Les grandes résidences avec différents types d’unités permettent de desservir tous les types de personnes âgées à travers le modèle de « soins centrés sur la personne » dans des espaces accueillants, calmes et agréables.
Pour ce faire, Trepat prône des matériaux qui apportent de la chaleur comme le bois, des couleurs chaudes, une lumière naturelle et des contrastes bien pensés. « Vous devez rechercher un contraste d’au moins 30 % de la réflexion de la lumière entre le sol et les matériaux du mur.
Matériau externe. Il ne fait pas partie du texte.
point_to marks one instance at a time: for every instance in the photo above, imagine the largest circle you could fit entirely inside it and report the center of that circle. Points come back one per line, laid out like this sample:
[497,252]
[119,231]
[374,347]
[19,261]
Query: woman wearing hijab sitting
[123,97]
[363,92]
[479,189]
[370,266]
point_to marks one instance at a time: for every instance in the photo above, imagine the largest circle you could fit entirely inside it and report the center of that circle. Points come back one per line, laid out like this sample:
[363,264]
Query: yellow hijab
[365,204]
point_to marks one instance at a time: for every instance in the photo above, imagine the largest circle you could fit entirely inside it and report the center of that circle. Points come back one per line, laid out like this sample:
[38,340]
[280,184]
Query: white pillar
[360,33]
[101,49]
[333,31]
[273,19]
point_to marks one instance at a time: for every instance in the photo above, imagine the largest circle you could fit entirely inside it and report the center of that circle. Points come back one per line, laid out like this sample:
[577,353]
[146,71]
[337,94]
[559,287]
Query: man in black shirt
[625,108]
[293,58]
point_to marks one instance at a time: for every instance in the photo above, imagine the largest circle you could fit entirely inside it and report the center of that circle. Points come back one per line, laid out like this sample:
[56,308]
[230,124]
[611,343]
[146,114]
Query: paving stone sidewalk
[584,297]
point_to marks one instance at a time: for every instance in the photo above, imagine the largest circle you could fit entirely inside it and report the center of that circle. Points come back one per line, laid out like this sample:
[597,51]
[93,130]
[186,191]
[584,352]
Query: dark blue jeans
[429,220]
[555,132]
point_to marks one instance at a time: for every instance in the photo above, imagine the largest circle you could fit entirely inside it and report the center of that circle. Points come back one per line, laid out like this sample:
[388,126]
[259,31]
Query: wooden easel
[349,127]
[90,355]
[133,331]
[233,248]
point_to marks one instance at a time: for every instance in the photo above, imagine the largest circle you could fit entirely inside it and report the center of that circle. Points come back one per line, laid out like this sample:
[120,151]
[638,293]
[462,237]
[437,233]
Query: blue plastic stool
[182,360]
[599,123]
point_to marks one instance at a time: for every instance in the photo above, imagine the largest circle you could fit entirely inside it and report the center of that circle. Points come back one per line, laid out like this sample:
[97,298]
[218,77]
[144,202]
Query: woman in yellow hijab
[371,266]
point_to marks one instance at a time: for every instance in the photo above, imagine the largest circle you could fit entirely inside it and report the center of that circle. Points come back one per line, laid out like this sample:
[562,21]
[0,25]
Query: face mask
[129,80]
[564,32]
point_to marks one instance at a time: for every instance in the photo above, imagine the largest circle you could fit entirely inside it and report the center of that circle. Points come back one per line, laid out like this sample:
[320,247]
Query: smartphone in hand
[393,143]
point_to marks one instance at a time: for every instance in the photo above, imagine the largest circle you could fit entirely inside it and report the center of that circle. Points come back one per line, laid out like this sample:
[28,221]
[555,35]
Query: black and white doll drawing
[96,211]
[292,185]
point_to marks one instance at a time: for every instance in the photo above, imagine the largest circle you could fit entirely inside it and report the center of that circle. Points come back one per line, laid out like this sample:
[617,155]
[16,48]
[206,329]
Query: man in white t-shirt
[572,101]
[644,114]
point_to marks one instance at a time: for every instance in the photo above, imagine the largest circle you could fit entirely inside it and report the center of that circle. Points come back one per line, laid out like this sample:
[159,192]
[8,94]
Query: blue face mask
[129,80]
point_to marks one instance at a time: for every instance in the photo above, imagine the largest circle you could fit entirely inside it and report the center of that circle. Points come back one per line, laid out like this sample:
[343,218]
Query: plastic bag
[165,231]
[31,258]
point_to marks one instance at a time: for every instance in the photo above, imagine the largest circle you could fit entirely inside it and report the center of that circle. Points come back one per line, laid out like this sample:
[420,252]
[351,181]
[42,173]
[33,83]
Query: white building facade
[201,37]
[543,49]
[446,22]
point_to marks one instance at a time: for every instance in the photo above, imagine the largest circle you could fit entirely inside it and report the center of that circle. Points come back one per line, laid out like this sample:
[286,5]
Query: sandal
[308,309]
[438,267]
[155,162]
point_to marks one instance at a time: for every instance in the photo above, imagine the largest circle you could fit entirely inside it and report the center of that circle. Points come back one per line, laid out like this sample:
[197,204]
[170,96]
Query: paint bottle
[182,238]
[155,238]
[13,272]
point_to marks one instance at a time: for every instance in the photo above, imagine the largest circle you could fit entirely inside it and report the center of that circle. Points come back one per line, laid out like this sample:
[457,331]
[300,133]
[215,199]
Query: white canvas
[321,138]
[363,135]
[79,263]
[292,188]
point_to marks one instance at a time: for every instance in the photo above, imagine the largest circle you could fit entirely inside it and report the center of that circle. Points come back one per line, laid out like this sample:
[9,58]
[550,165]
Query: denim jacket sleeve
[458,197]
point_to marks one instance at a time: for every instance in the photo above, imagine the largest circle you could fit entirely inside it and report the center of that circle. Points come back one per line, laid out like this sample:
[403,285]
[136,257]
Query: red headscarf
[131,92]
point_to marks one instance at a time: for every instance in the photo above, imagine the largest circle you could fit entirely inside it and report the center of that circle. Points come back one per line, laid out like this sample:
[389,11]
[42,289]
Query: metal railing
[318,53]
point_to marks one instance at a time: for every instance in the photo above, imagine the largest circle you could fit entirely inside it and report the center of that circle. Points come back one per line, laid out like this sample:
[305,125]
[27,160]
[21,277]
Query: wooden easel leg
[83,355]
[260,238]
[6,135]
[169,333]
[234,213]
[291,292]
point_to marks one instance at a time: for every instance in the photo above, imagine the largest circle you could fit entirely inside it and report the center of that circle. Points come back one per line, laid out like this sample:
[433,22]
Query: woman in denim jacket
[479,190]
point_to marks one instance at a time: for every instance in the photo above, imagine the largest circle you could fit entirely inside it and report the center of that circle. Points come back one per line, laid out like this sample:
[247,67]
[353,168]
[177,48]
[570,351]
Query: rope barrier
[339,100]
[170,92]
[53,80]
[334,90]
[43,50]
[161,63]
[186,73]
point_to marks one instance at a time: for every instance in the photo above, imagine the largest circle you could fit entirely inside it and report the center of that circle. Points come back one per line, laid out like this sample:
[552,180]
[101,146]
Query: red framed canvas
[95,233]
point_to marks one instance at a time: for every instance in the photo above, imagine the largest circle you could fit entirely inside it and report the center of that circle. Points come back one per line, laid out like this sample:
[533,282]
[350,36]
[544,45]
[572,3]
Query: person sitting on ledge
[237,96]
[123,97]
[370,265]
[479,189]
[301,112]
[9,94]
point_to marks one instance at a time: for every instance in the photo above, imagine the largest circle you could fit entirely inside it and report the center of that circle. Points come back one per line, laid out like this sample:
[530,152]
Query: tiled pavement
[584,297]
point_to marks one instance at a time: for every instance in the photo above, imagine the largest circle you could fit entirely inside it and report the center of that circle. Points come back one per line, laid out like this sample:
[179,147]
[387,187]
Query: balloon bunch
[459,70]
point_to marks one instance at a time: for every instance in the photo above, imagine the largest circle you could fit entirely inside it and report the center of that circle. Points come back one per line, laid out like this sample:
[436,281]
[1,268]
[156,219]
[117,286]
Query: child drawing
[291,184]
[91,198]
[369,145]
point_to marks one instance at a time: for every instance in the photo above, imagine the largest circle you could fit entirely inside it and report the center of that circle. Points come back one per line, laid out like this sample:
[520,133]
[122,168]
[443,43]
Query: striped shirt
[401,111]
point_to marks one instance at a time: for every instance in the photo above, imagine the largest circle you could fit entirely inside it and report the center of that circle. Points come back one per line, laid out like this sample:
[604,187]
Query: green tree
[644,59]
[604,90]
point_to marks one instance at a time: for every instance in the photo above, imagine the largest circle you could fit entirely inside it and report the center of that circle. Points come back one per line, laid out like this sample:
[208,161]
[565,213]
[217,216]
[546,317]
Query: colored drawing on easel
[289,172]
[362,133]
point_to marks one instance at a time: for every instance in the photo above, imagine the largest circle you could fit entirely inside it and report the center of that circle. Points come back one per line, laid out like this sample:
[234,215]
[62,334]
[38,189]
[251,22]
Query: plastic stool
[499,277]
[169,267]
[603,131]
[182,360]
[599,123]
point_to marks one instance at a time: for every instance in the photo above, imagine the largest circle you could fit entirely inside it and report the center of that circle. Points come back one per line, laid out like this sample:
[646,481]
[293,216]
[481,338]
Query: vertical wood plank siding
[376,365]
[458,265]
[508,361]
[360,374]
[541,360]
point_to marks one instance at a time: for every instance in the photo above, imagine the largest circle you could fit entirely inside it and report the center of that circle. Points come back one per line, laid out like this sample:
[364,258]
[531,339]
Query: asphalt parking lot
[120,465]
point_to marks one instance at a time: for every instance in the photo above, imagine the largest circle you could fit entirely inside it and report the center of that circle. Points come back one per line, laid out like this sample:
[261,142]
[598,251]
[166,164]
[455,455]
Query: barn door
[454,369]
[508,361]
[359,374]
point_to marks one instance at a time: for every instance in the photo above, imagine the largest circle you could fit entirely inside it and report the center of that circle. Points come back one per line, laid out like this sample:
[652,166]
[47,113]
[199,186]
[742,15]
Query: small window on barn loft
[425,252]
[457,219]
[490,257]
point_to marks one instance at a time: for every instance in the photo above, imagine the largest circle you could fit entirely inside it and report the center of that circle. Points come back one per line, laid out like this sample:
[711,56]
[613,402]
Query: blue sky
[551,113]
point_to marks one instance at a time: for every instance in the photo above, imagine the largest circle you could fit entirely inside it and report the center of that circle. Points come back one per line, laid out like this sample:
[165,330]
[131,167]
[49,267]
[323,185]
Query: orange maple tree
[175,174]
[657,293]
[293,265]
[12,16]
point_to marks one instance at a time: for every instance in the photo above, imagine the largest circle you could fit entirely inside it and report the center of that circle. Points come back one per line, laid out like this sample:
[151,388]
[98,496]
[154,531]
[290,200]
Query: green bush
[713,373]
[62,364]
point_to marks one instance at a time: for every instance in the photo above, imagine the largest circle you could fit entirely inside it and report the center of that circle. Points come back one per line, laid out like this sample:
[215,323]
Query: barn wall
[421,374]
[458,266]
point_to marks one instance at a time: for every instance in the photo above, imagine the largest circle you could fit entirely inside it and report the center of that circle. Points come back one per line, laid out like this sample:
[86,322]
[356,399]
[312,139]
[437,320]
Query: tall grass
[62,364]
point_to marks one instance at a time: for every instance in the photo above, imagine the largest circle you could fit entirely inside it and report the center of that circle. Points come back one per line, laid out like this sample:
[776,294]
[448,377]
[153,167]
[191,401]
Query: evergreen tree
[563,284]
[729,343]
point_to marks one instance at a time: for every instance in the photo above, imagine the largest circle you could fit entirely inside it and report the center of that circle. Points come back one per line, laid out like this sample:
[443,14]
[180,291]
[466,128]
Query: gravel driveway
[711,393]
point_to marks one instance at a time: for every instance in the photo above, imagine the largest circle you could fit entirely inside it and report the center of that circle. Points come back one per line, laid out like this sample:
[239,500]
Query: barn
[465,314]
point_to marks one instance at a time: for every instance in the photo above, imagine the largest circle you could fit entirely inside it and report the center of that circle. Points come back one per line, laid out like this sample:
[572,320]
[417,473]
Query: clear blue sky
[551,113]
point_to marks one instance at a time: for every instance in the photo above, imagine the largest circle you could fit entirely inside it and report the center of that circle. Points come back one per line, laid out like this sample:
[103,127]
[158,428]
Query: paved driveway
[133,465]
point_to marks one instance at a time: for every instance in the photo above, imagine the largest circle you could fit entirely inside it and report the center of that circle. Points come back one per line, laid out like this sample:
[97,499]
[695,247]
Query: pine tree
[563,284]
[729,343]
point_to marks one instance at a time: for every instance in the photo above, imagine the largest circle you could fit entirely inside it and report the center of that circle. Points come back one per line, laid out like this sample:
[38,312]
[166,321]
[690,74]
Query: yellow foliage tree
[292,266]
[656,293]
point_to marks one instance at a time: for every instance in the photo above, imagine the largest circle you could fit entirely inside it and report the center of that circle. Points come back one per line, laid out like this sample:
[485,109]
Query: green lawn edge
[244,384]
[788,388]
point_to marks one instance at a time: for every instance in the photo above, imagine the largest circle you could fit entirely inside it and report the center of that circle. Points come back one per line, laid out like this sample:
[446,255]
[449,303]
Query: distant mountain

Cela aide les personnes ayant des difficultés de vision à identifier la fin du sol et le début du mur, évitant ainsi les chocs et les chutes ».
Réduire les stimuli négatifs
Pour la même raison, il est également favorable d’éviter les tons trop pastel, car ils se ressemblent beaucoup. « Le traitement de la couleur doit être effectué de manière contrastée mais sans stridence », affirme-t-il et il souligne l’importance de réduire les stimuli négatifs tels que le bruit, l’obscurité, l’excès de lumière ou le désordre par la conception architecturale.
« Pour éviter d’aggraver cette agitation, il est très important de réduire les stimuli négatifs et d’augmenter les stimuli positifs, comme offrir un espace domestique avec vue sur un beau jardin ou sur la mer. Des pièces silencieuses et ordonnées avec lumière naturelle sont essentielles et dans ce sens, les revêtements muraux, les sols et le traitement du conditionnement acoustique sont décisifs », déclare Trepat.